Machine learning companies love data, and most of today’s data scientists, unfortunately, still work on the outdated premise that more data is always better. Unsurprisingly, this creates an environment where the solution to any machine learning problem is to throw more data at it. That comes at the expense of more compute, storage, and processing. While this can be a viable approach for global organizations with big budgets, it’s not always the best one. Gathering, cleaning, and annotating data is time-consuming and expensive. Sometimes, you simply won’t have enough data.
The key is that there’s no guarantee that analyzing mass amounts of data will translate meaningful insights. The result of “more data is always better”? Underwhelming implementations and catastrophic failures that waste millions of dollars on data preparation and the man-hours spent figuring out whether or not it’s useful. Instead, companies should make conscious choices on what and how much data is needed.
Big data? Big whoop
Most machine learning models today are trained with mountains of data to ensure the highest probability of success. That is a valid approach, but this process results from the misconception that the more data you have, the easier a task becomes. Of course, no one wants to start building a model only to realize you don’t have enough data. If you can’t accurately estimate how much data you need, then the belief of having more data is justified as there is a higher chance of success with more information.
In reality, the process of collecting data can be extensive, and in the end, data scientists are left with a substantial amount of data that they know nothing about. With most machine learning tools, you go in blind after putting in your data. There still aren’t answers to what needs to be measured or what attributes are on the data points you need. Data engineers are tasked with analyzing the data to determine if certain features are more relevant than others based on their intuition. Then, they build a model and hope that it can predict the question at hand. The result is an ad hoc approach where we just hope that the person looking at the data comes up with an intelligent way to make sense of the numbers in front of them.
The overarching pain point is that today’s data scientists operate under vast amounts of uncertainty. There isn’t a clear answer as to which model is the right model, how much data it will take, or how long it will take, so there isn’t a definite budget. Under this mentality, the more data available to experiment with, the more models can be created to determine the best solution.
Debunking the myth
The more data approach is driven by the uncertainty of not having enough data to answer the question at hand. However, we can disprove this theory with a straightforward example. Let’s say you’re given a set of numbers [2, 4, 6, 8] and asked to guess the next number in the sequence; what would your guess be? Most people would say 10 because you would understand that the rule, “+2”, is immediately apparent.
Interestingly, adding more instances to this data set does not make it more learnable. If you were given [2, 4, 6, 8, 10, 12, 14, 16, 18, 20, 22, 24, etc.], you would have still figured out the rule after analyzing the just first four numbers, so there is no value or benefit in going all the way to 100. Machine learning works in the same way. The end goal is to infer a model, so once you have a rule that you can derive from your data, there isn’t a need to continue adding more information into the dataset.
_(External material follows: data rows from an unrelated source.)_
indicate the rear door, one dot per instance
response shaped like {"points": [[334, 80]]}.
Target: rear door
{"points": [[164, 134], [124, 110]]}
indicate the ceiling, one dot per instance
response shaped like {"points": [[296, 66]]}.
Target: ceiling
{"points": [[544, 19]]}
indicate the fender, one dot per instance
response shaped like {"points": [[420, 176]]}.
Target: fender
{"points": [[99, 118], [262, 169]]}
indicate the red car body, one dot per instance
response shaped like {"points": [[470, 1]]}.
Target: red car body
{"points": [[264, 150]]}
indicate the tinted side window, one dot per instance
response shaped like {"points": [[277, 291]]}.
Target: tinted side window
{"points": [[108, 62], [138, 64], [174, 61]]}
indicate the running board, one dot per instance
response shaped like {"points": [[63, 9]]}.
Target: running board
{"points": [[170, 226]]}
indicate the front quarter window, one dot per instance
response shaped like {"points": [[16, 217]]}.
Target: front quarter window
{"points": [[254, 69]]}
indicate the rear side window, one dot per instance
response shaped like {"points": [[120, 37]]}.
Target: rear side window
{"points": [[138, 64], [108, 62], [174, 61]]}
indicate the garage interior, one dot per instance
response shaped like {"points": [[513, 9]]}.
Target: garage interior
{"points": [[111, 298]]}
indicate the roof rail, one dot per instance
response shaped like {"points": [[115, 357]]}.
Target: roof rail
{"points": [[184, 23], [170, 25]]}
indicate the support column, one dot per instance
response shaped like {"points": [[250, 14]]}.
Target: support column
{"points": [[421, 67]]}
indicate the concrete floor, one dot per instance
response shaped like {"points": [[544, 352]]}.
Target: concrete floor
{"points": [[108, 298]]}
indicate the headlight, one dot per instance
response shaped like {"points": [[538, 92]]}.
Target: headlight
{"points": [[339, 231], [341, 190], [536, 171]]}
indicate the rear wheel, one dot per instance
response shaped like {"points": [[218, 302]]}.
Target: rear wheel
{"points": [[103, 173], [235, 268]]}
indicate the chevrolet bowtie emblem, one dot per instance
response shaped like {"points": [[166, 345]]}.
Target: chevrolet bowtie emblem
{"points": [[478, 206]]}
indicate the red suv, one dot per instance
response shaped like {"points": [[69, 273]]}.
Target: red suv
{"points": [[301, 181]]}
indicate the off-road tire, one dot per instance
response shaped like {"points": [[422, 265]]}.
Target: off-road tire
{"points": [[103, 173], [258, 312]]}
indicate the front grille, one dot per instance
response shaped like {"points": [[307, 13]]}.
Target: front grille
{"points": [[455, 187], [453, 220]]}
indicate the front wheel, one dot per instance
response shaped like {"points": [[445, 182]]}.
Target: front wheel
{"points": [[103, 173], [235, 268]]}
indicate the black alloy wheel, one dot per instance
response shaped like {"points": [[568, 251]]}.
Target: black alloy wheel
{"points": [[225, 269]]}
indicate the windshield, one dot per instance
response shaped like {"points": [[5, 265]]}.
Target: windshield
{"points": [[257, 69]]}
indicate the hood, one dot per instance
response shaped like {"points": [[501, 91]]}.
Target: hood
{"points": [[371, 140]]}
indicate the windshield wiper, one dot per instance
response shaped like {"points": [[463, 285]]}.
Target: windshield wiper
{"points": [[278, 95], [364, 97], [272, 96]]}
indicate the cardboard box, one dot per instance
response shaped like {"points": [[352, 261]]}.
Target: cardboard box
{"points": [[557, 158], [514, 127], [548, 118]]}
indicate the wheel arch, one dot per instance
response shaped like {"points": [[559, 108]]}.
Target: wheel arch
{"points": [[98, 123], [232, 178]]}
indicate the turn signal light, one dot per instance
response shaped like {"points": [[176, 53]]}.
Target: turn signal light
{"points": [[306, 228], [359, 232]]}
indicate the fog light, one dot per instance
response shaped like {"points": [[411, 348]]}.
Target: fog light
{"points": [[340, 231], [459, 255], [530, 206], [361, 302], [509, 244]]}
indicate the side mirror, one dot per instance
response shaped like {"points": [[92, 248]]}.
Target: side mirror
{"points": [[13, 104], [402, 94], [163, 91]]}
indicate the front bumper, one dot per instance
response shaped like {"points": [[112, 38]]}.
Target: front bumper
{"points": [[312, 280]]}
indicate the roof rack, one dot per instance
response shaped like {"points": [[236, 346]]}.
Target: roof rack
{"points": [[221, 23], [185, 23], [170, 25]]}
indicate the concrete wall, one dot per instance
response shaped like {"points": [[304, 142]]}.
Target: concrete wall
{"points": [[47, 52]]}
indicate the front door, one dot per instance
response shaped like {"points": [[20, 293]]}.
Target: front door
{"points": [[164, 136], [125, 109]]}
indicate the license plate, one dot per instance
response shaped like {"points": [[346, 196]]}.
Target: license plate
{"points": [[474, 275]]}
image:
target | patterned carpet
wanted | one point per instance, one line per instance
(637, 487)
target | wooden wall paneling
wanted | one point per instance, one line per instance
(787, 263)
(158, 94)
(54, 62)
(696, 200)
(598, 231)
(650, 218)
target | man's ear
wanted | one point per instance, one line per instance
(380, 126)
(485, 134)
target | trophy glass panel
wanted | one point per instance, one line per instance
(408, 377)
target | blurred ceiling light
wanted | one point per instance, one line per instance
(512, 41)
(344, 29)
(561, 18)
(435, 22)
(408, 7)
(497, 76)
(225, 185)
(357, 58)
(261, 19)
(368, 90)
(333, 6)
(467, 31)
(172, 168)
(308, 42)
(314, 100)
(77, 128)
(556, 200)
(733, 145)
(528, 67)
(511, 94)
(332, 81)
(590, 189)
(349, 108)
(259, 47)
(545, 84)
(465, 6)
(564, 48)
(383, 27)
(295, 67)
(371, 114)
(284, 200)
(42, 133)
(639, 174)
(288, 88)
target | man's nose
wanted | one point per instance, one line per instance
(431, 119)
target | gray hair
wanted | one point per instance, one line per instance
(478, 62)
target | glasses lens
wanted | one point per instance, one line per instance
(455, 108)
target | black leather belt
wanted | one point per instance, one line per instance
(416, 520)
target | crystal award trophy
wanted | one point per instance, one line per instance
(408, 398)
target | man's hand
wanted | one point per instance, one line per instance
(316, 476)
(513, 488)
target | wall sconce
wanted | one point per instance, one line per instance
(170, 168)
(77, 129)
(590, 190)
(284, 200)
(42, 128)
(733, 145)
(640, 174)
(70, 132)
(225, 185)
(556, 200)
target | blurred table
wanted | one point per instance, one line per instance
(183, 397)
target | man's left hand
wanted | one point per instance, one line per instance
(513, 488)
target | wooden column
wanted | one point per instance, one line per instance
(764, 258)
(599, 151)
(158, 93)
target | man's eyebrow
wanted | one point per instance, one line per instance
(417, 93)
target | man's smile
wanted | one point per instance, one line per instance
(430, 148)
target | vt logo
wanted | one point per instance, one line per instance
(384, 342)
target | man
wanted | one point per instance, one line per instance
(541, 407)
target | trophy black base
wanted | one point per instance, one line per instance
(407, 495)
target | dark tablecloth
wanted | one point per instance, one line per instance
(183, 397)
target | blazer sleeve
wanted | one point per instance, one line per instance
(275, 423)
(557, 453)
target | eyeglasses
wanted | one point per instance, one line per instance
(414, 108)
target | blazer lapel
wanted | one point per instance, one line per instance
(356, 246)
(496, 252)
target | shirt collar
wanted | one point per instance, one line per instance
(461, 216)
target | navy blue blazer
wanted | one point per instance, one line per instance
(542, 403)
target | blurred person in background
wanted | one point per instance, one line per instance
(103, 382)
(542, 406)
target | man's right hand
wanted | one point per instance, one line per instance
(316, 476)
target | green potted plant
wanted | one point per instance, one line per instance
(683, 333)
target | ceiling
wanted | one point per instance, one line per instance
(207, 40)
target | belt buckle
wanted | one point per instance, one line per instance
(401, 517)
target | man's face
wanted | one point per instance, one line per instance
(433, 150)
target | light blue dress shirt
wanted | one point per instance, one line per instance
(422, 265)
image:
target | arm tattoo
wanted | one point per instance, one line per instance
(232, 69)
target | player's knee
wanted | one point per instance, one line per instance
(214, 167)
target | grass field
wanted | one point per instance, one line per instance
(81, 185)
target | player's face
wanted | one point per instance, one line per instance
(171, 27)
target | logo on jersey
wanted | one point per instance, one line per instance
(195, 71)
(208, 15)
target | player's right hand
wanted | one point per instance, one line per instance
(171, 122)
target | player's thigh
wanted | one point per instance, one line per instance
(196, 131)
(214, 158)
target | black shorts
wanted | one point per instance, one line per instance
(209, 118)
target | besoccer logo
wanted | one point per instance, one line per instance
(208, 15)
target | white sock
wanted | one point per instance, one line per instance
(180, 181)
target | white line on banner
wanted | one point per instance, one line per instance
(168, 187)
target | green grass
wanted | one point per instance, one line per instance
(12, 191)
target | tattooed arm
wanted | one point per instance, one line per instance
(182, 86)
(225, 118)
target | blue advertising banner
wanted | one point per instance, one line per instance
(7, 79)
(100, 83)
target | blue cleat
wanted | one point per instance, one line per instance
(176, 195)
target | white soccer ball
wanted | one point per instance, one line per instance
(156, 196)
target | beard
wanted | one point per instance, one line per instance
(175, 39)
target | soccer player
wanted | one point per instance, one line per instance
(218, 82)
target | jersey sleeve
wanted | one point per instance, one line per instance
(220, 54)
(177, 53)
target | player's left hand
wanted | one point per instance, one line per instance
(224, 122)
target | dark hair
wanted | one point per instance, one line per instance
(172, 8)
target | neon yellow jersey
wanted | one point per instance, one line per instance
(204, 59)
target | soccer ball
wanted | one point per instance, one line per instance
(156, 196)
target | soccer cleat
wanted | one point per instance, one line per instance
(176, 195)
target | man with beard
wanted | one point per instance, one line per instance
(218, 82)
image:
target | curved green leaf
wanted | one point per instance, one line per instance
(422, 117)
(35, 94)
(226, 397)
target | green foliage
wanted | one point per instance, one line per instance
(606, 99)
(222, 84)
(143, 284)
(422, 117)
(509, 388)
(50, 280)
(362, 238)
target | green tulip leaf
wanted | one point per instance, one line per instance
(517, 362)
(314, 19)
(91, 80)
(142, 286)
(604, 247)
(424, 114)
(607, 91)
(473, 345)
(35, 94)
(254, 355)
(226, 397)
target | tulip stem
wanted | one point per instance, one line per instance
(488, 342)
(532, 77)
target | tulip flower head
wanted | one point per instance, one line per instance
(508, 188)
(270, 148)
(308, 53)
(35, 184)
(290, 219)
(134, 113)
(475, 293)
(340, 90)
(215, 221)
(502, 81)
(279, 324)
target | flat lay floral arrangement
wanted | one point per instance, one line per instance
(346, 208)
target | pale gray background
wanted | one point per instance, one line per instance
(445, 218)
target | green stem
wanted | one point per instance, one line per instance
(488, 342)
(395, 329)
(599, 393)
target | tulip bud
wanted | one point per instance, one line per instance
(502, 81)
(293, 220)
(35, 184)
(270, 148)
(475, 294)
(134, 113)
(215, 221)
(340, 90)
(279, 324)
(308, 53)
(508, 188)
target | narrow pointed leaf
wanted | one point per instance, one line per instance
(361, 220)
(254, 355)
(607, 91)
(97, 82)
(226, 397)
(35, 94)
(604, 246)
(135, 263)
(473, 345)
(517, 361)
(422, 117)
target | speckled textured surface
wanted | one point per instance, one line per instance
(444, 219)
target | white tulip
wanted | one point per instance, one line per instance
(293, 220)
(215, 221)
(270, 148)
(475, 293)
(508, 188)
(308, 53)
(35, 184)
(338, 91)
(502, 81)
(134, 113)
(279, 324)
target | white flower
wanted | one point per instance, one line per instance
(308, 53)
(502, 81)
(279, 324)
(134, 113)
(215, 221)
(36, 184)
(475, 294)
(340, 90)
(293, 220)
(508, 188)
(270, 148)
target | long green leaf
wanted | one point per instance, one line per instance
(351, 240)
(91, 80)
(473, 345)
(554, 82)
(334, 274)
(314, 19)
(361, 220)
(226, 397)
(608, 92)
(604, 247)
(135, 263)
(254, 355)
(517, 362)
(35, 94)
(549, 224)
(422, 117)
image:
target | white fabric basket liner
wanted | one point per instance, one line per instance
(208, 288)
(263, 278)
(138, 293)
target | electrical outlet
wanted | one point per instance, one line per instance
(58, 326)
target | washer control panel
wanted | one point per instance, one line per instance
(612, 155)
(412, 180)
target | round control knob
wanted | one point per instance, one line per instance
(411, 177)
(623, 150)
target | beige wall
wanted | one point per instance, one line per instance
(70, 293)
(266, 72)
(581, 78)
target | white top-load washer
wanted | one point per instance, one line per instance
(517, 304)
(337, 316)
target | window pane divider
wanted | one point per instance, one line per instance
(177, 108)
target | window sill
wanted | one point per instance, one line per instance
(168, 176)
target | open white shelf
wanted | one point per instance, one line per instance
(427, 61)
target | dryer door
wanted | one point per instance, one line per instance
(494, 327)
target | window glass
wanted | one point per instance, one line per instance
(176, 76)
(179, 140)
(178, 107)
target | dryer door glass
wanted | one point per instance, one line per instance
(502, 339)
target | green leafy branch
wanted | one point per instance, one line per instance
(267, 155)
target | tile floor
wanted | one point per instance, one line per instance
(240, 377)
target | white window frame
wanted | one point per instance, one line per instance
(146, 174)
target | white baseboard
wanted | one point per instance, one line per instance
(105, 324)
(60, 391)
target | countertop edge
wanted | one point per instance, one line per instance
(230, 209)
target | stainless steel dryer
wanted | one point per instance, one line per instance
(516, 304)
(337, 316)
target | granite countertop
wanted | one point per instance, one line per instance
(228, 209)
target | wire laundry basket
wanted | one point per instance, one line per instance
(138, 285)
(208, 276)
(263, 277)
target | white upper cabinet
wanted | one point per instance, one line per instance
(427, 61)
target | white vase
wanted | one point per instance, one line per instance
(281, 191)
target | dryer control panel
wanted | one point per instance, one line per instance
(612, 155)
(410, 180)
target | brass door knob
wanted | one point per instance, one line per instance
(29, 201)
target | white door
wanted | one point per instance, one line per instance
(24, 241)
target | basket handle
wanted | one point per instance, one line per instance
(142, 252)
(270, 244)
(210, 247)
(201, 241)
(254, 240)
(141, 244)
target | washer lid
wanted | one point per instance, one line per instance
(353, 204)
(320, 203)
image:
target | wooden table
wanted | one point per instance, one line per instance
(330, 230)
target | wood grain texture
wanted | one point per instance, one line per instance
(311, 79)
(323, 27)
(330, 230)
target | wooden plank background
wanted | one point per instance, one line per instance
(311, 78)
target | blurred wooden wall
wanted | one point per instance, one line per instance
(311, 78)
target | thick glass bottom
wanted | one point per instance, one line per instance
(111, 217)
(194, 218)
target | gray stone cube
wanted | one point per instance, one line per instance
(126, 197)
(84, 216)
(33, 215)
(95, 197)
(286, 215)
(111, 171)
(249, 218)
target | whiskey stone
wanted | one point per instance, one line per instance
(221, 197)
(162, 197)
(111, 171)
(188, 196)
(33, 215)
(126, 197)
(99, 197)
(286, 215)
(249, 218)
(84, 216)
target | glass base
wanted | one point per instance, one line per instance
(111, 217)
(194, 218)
By operating with this mentality, the more time and compute is used, resulting in additional money spent.
Often, there’s an argument about noise, but the real problem is that there’s a tradeoff between generalization and accuracy. It would be ideal to generalize the noise to concentrate on the actual content, but an irreducible error cannot be reduced by creating good models. There can be a measure of accuracy that is achievable. Still, the lack of awareness in the industry today pushes data scientists to solve accuracy issues with more data, compute, and parameters. What’s worse is that this process creates a significant problem for machine learning surrounding verification, validation, and trust.
The solution? It’s time to take the guesswork out of machine learning by sizing machine learning models and measuring the learnability of any labeled data set against the model types. These dimensions would prevent overfitting and underfitting, allowing data scientists to better understand their data with accurate and unique models that they can trust.
The industry practice of machine learning has been a relatively unbridled rush to use all available computational resources to build the biggest and most data-rich possible models. Why? Because this is what everyone has believed leads to improved accuracy. Unlike the many professional engineers of various disciplines and scientists of most who say, “measure twice, cut once,” the machine learning experts today say, “more data is better data.” However, the notion of measuring models before they are built transforms the curation of your dataset into a science, optimizing the size and diversity of the dataset for the best possible model results.